With House of Tara, she created an entire vista of opportunities – and opened up a sector’s deep potential for a generation of women and men.

Proper structure, a respected board, trainings in the best institutions, exchange programmes, a professional brand identity, and the professionalism of makeup spaces became evidence of high standards; you could drive your official House of Tara car and proudly back it beside the official car from Union Bank. And it became possible for other brands to follower her lead and expand the space – Sleek, Zaron, and a chain of international franchises.

Along the line, she also made it fashionable to be a young woman in business, a young Christian in business, and for younger women and men to believe that it is possible in this time and in this age to run a high-powered business and still run a successful home, be active in personal faith and find time for fun and laughter.

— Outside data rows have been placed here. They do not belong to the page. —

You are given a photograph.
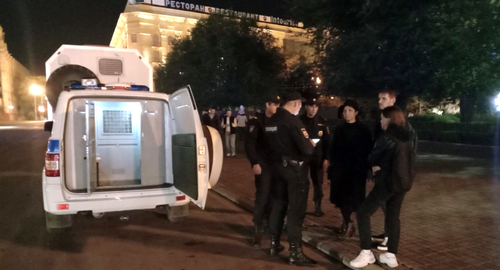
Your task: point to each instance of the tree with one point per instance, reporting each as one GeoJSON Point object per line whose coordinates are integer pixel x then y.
{"type": "Point", "coordinates": [227, 62]}
{"type": "Point", "coordinates": [370, 45]}
{"type": "Point", "coordinates": [443, 48]}
{"type": "Point", "coordinates": [466, 50]}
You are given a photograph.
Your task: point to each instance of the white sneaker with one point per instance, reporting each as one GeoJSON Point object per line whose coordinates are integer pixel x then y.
{"type": "Point", "coordinates": [383, 245]}
{"type": "Point", "coordinates": [364, 258]}
{"type": "Point", "coordinates": [389, 259]}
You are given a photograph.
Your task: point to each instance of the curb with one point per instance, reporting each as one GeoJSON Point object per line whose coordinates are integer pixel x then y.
{"type": "Point", "coordinates": [308, 237]}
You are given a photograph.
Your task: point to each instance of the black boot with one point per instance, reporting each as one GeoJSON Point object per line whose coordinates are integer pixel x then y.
{"type": "Point", "coordinates": [317, 209]}
{"type": "Point", "coordinates": [257, 236]}
{"type": "Point", "coordinates": [276, 247]}
{"type": "Point", "coordinates": [297, 256]}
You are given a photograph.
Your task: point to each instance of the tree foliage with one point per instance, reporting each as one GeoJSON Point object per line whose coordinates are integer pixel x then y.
{"type": "Point", "coordinates": [227, 62]}
{"type": "Point", "coordinates": [442, 48]}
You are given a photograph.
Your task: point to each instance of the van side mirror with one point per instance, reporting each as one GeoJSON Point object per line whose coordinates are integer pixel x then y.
{"type": "Point", "coordinates": [48, 126]}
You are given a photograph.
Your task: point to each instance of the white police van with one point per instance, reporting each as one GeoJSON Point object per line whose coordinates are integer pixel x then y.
{"type": "Point", "coordinates": [117, 146]}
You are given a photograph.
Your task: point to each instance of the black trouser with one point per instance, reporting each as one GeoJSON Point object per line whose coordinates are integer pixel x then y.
{"type": "Point", "coordinates": [316, 171]}
{"type": "Point", "coordinates": [378, 197]}
{"type": "Point", "coordinates": [291, 190]}
{"type": "Point", "coordinates": [263, 195]}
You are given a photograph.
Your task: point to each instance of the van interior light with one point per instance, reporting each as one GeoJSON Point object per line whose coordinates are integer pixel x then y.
{"type": "Point", "coordinates": [89, 82]}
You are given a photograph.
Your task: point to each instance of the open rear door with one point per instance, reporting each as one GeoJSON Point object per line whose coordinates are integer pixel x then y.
{"type": "Point", "coordinates": [189, 150]}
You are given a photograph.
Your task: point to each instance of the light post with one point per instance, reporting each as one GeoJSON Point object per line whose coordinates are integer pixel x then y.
{"type": "Point", "coordinates": [35, 90]}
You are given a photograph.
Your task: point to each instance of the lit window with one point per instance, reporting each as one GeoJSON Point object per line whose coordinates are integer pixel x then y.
{"type": "Point", "coordinates": [171, 40]}
{"type": "Point", "coordinates": [156, 40]}
{"type": "Point", "coordinates": [156, 56]}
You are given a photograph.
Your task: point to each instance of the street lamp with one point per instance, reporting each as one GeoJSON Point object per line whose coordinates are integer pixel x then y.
{"type": "Point", "coordinates": [497, 103]}
{"type": "Point", "coordinates": [35, 90]}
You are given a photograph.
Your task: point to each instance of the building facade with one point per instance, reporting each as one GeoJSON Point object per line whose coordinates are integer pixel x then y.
{"type": "Point", "coordinates": [13, 77]}
{"type": "Point", "coordinates": [152, 26]}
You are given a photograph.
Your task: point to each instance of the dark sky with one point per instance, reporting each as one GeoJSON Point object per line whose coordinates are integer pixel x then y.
{"type": "Point", "coordinates": [34, 29]}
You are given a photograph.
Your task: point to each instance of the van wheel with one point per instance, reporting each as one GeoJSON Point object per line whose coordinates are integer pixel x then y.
{"type": "Point", "coordinates": [57, 223]}
{"type": "Point", "coordinates": [63, 77]}
{"type": "Point", "coordinates": [177, 213]}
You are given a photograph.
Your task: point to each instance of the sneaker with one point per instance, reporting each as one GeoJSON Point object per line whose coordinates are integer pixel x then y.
{"type": "Point", "coordinates": [364, 258]}
{"type": "Point", "coordinates": [378, 237]}
{"type": "Point", "coordinates": [389, 259]}
{"type": "Point", "coordinates": [383, 245]}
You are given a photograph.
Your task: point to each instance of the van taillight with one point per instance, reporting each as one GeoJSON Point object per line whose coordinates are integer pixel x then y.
{"type": "Point", "coordinates": [51, 164]}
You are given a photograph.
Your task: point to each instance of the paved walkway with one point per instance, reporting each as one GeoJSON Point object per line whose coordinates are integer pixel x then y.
{"type": "Point", "coordinates": [449, 220]}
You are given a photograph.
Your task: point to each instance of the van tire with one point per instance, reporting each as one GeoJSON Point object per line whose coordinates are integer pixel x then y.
{"type": "Point", "coordinates": [62, 77]}
{"type": "Point", "coordinates": [57, 223]}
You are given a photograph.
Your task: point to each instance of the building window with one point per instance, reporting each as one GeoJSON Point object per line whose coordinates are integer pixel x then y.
{"type": "Point", "coordinates": [156, 41]}
{"type": "Point", "coordinates": [171, 40]}
{"type": "Point", "coordinates": [156, 56]}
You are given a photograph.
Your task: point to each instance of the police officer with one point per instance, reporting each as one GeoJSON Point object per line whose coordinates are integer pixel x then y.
{"type": "Point", "coordinates": [317, 129]}
{"type": "Point", "coordinates": [259, 154]}
{"type": "Point", "coordinates": [291, 148]}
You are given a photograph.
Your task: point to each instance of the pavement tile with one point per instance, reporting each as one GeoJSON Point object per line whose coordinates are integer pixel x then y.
{"type": "Point", "coordinates": [449, 220]}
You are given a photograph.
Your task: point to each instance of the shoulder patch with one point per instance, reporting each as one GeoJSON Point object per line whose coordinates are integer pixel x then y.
{"type": "Point", "coordinates": [304, 131]}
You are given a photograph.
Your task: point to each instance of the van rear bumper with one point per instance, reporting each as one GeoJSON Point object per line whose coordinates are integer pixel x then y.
{"type": "Point", "coordinates": [102, 202]}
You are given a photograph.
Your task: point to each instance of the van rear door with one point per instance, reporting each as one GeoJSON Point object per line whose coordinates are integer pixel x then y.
{"type": "Point", "coordinates": [189, 155]}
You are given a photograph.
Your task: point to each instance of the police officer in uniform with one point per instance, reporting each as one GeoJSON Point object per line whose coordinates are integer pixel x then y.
{"type": "Point", "coordinates": [291, 149]}
{"type": "Point", "coordinates": [317, 129]}
{"type": "Point", "coordinates": [259, 154]}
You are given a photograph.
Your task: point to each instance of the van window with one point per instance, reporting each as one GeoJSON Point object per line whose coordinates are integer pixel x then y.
{"type": "Point", "coordinates": [124, 140]}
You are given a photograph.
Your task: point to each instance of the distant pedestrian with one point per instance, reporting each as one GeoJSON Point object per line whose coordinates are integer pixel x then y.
{"type": "Point", "coordinates": [291, 148]}
{"type": "Point", "coordinates": [228, 124]}
{"type": "Point", "coordinates": [348, 169]}
{"type": "Point", "coordinates": [241, 121]}
{"type": "Point", "coordinates": [317, 128]}
{"type": "Point", "coordinates": [211, 119]}
{"type": "Point", "coordinates": [392, 160]}
{"type": "Point", "coordinates": [258, 151]}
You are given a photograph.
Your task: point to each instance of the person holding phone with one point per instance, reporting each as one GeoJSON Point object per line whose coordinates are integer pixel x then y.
{"type": "Point", "coordinates": [348, 155]}
{"type": "Point", "coordinates": [317, 129]}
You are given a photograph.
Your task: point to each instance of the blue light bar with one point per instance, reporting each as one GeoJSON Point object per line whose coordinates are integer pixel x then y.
{"type": "Point", "coordinates": [77, 86]}
{"type": "Point", "coordinates": [139, 88]}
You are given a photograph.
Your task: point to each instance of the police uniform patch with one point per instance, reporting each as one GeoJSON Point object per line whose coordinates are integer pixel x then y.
{"type": "Point", "coordinates": [304, 131]}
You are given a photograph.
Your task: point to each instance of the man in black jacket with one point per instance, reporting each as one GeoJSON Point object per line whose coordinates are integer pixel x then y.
{"type": "Point", "coordinates": [291, 149]}
{"type": "Point", "coordinates": [211, 119]}
{"type": "Point", "coordinates": [259, 154]}
{"type": "Point", "coordinates": [387, 98]}
{"type": "Point", "coordinates": [228, 125]}
{"type": "Point", "coordinates": [317, 129]}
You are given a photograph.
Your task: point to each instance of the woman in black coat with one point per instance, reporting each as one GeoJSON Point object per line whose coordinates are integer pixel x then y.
{"type": "Point", "coordinates": [348, 169]}
{"type": "Point", "coordinates": [392, 160]}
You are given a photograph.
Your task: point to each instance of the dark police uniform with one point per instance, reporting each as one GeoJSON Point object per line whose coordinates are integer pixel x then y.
{"type": "Point", "coordinates": [317, 128]}
{"type": "Point", "coordinates": [259, 152]}
{"type": "Point", "coordinates": [291, 148]}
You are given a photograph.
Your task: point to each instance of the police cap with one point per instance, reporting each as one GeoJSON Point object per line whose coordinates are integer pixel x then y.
{"type": "Point", "coordinates": [289, 96]}
{"type": "Point", "coordinates": [273, 98]}
{"type": "Point", "coordinates": [312, 101]}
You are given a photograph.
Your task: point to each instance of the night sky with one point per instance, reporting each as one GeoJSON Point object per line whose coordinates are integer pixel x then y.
{"type": "Point", "coordinates": [34, 29]}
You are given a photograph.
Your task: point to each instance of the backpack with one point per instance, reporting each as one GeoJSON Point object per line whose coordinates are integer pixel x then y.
{"type": "Point", "coordinates": [403, 167]}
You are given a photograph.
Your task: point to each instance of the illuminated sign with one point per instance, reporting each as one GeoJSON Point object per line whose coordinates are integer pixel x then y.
{"type": "Point", "coordinates": [212, 10]}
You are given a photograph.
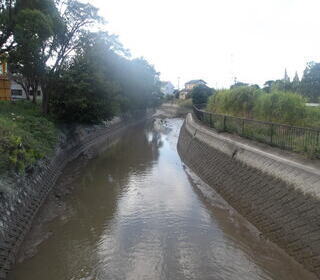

To a life of plenty firsts, I say congratulations. To a woman of intimidating brilliance, I say congratulations.

Thank you for helping me, and generations of young Nigerians, believe in themselves and in the power of their dreams. Specifically for making it easy for me to believe I could run a business – and to actually do it.

That is your most powerful legacy.

And you did it all before you were even 40.

What a life.

Jideonwo is a storyteller, using the research and evidence on human flourishing to inspire new narratives about politics, markets, faith, identity and society in Africa. He is a co-founder of RED, which he ran for 13 years before stepping down in December 2017. One of its companies, StateCraft Inc. handled communication for the Muhammadu Buhari campaign in 2015 and has worked in elections in Ghana, Kenya, Liberia, and Sierra Leone.